In the afternoon, the attendees broke into small groups to discuss and recap the day’s topics. This gave the Hyatt staff opportunity to hear from their customers, which probably was – certainly should have been – the point of the whole event. I didn’t attend any of these sessions, but from other conversations I gleaned a lot of what they probably heard about the concerns, needs and desires of women traveling on business.
I have traveled a great deal on business myself, usually alone (I have often found myself the only woman traveling solo in business class on a flight). I don’t seem to be a representative sample, however: most of the women I heard from were far more concerned with basic safety than I am ever conscious of being. Oh, I am careful and do not expose myself to danger, but I just don’t think about it much one way or the other.
What concerns me more is loneliness. I hate eating meals alone and being in a hotel room at night with nothing to do but work or watch TV. But I’m not a hanging out in bars type, and I empathize with most women’s preference not to get hit on by random men. Women traveling alone tend to gravitate towards one another, given a chance – that’s how I ended up helping to smuggle an ostrich out of Africa…
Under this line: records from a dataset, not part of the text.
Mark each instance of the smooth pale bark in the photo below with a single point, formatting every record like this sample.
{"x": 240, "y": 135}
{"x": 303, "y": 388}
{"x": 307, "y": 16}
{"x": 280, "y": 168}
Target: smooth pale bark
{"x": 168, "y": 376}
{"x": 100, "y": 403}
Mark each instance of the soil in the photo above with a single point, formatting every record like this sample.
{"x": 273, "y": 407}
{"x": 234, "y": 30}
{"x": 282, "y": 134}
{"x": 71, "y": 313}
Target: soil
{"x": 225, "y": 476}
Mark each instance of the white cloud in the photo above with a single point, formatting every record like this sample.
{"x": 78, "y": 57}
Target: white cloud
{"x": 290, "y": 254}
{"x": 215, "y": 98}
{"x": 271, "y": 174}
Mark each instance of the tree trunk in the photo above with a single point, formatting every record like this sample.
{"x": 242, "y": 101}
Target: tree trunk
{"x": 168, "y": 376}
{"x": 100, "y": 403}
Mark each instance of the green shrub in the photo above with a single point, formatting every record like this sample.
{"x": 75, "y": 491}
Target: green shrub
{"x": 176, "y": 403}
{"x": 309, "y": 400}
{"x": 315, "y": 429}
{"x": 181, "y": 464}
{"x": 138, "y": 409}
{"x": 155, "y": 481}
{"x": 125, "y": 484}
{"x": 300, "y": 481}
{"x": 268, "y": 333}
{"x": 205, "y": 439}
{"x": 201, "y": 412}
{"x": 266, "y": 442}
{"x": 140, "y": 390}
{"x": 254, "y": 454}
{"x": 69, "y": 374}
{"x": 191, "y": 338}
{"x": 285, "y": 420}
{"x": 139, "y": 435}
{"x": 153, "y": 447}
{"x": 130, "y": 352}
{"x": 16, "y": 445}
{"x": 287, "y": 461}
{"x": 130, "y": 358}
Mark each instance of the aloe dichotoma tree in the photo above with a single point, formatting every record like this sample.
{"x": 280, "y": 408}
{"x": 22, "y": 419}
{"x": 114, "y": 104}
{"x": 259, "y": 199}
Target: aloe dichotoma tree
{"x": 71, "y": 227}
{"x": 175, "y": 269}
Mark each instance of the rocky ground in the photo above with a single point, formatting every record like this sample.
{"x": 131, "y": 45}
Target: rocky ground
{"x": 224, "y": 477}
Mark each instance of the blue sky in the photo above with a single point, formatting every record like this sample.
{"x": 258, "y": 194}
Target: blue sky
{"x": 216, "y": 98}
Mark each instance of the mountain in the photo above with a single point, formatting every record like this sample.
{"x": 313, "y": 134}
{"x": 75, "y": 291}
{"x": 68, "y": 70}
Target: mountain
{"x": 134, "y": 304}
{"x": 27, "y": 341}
But, if you don’t like eating or hanging out in a hotel bar alone, how will you find those other women? Here’s where hotel chains could help. An interesting experiment during the Women & Business summit was a smartphone app custom-designed by a company called Yapmo. It was meant to help attendees interact during and after the conference, for Hyatt to ask them questions during and after, and maybe to help them retain an ongoing sense of community. Build out this online community of women, and there’s a good chance that some of them will cross paths from time to time in Hyatt hotels around the world. An added benefit for the community members would be networking outside our usual industry boundaries, which could lead to some serendipitous outcomes.
I’d be interested in participating in such a project, from both the software and community angles – and you can bet I let Hyatt know it!